Eligible expenses include money you spent on books, computer or classroom equipment, or supplies. Athletic supplies can also qualify if you teach phys ed or health. And if you enroll in a professional development course, you can typically deduct this cost, too, but certain rules apply.
Work-Related Education Costs
It used to be that you could claim a percentage of costs associated with going back to school for work-related purposes, but the TCJA did eliminate this deduction from 2018 through at least 2025. It was repealed along with all other work-related miscellaneous deductions.
This wasn’t a particularly generous deduction to begin with, however. You had to itemize to claim it, and you could only claim the amount of your education expenses that exceeded 2 percent of your AGI.
College Savings Plans
Tax benefits for education aren’t limited to deductions and credits. The TCJA preserves tax-friendly treatment for education savings as well. This includes 529 savings plans and Coverdell Education Savings Accounts.
Both types of accounts now cover elementary and secondary school expenses in addition to post-secondary school expenses, thanks to the TCJA. 529 plans used to cover only college costs.
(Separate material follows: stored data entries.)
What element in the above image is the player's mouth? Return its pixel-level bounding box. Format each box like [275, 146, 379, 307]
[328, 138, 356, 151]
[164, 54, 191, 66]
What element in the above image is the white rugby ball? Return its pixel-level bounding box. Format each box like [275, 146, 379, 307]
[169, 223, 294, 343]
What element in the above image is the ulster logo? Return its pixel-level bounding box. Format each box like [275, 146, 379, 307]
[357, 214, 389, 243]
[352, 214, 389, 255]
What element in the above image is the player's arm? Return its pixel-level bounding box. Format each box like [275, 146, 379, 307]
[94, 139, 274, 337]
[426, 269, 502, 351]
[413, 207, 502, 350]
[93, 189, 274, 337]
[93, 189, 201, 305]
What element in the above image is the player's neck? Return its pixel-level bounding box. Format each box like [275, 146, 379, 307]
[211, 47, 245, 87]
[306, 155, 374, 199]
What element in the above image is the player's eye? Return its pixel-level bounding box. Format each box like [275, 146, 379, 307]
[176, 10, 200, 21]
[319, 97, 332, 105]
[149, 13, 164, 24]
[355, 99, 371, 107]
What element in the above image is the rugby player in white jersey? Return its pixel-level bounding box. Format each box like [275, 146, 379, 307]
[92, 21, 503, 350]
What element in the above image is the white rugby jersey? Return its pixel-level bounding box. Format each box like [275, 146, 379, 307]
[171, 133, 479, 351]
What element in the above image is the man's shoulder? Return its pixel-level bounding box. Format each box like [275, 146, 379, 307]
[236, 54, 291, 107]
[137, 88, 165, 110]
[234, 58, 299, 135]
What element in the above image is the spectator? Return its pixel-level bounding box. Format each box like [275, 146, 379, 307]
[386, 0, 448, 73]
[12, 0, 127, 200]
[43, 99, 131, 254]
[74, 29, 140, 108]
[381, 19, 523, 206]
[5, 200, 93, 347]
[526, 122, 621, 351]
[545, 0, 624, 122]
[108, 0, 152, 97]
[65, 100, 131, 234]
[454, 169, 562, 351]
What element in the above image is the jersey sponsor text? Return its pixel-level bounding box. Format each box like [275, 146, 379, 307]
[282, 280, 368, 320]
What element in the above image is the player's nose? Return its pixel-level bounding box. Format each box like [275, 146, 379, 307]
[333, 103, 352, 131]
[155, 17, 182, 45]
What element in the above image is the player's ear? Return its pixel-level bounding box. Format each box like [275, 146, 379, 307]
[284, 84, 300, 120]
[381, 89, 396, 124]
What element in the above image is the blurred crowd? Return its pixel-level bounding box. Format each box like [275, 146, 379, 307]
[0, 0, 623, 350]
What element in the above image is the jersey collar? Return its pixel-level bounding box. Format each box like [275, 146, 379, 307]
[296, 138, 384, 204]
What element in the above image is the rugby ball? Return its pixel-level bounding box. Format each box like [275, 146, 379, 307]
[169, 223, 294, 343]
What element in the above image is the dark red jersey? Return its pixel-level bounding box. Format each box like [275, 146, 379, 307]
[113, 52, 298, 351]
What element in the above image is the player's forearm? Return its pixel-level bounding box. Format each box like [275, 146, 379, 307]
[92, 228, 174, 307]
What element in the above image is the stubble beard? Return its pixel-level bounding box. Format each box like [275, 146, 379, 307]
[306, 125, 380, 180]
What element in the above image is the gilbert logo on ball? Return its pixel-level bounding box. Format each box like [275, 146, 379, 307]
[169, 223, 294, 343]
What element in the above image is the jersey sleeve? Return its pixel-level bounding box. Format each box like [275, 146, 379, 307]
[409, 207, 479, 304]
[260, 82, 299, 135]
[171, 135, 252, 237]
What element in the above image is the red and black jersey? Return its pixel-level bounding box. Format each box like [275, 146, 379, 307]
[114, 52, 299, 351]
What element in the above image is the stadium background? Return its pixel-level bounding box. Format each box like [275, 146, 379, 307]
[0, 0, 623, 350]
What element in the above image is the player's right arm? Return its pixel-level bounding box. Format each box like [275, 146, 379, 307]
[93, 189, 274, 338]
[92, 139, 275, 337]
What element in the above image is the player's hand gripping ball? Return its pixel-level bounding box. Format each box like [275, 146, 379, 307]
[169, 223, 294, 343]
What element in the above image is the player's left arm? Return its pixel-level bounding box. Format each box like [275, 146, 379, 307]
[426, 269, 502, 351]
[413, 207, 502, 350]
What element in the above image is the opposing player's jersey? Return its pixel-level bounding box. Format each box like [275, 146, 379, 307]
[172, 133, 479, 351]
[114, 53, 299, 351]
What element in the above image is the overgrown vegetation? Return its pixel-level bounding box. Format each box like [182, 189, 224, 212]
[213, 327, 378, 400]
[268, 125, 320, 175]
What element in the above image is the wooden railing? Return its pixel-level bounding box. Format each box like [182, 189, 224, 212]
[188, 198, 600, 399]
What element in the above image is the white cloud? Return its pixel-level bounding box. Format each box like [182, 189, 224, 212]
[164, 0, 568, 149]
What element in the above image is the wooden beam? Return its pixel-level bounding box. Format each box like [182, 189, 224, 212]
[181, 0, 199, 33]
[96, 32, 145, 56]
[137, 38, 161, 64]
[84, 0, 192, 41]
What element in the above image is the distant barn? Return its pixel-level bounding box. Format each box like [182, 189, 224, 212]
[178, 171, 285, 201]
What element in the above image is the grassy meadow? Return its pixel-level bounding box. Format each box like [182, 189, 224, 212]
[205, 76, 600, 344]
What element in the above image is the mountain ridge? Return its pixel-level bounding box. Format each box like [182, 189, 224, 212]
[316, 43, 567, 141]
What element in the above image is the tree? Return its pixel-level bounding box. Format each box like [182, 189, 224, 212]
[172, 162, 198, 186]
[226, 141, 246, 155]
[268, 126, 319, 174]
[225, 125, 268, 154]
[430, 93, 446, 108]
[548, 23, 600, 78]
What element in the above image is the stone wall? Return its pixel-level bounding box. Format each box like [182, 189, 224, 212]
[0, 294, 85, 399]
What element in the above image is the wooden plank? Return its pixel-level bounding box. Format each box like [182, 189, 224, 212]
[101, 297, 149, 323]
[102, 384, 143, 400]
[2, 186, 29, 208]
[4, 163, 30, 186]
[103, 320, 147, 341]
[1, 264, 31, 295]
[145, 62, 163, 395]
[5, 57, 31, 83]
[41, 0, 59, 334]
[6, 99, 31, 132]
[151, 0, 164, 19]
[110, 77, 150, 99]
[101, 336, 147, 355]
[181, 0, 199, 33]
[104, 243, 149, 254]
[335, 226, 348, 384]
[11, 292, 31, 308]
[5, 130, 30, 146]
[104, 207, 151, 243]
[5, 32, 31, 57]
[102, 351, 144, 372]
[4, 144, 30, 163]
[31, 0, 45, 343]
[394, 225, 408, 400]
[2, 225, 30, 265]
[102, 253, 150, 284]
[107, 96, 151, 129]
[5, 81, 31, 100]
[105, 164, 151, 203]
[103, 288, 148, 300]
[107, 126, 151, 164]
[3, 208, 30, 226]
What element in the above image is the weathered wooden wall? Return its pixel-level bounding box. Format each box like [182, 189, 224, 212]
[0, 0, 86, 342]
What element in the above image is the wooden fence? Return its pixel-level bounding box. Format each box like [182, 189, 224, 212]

You don't have to pay income tax on money you contribute to these plans. The IRS won’t take a bite out of this portion of your income until the money is taken back out again for education purposes. They act something like a tax deduction in the current year as a result. But you typically have a choice. You can pay taxes on your contributions now so distributions can later be taken tax-free. Growth on the money deposited in Coverdell accounts is typically taxed at the time of distribution unless the distributions are less than the student’s actual expenses.
Coverdell account benefits are subject to phase-out thresholds of $95,000 for single filers and $190,000 for married taxpayers who file joint returns. You can contribute $2,000 to a Coverdell account per year per student. You can’t contribute $4,000 into two accounts for the same beneficiary because the limit is imposed per person, not per account. The beneficiary must have special needs or be younger than age 18 at the time you make contributions. 529 savings plans don’t have any contribution limits.
You can’t claim a deduction or credit for expenses paid from college savings plans.
Educational Assistance Benefits and Programs
Educational assistance benefits are amounts paid by your employer for your education. The benefits must typically be used toward tuition, fees, equipment, books, or supplies, either at the undergraduate or graduate student level. The money does not necessarily have to be spent on work-related courses.
Educational assistance programs reduce tuition. Think scholarships or tuition breaks offered to school employees. These funds are generally not taxable unless they’re provided in exchange for work or services, and even then, some exceptions apply.
Up to $5,250 of education assistance benefits are yours tax-free in 2018, but you must pay income tax on any amounts over $5,250…unless the overage is considered a “working condition fringe benefit.” Otherwise, amounts over $5,250 should appear in box 1 of your Form W-2. Fringe benefits are expenses you could have claimed a deduction for had you paid for them personally.
Unfortunately, fringe benefits also fall victim to the TCJA in 2018. They, too, were among the itemized deductions that were repealed. Touch base with a tax professional to make sure you get the rules right if you think your benefits fall into this area.